That is a year when there was a 30 per cent underspend—a $273 million, 30.6 per cent underspend—in the territory’s infrastructure investment program.

That is the record. So to stand here and say that we have got this proud record on infrastructure delivery—well, I simply recall a conversation we had with Mr Corbell in one of the various committee hearings. When I asked him could he name one capital works project that had been delivered on time, on budget and on scope during his time as minister, there was this deafening silence in the committee. Several seconds later came the words, “I’ll take that on notice.” He could not think of one, not a single one. Eventually he supplied a list of projects, many of which were projects that actually started when I was the minister. Poor old Mr Corbell is in a real bind when it comes to delivering capital works, because his record is not particularly good.

Even today in the discussion on the approp bill this morning and in question time this afternoon we hear that the Aboriginal healing farm is now how long overdue? Does anybody truly expect it to be delivered in the next couple of years as promised? The secure mental health facility has been on the books now for nine years. What does the matter of public importance say? “The importance to ACT job generation and economic activity of infrastructure investment and transformational projects”.

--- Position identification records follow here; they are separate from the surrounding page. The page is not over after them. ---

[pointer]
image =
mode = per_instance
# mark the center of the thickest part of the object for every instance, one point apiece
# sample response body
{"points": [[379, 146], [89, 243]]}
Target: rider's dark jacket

For nine years: “Let us get the essential infrastructure in place first”. For nine years we have not had a secure mental health facility because this government cannot deliver. Of course, with City Hill, Mr Corbell tabled his concept of the future nine years ago and not a single piece of it has been delivered. For nine years the void has remained at the heart of this city. For nine years this city has suffered from the doughnut effect where it is pulled in every direction as the government gets some new harebrained scheme or it needs to urgently sell a block of land so it can balance its budget. For nine years a concept for the future has languished because this government cannot deliver.

In terms of the blowouts, some of the notables include the north Weston pond. The blowout was enormous and the size of the pond was directly proportional. It got smaller and smaller as the blowout grew bigger and bigger. Then, of course, there was the prison—another Mr Corbell special. He opened a prison, proudly telling us that it had capacity for 20 or 25 years, and here we are about five years later having to expand it because they got it wrong.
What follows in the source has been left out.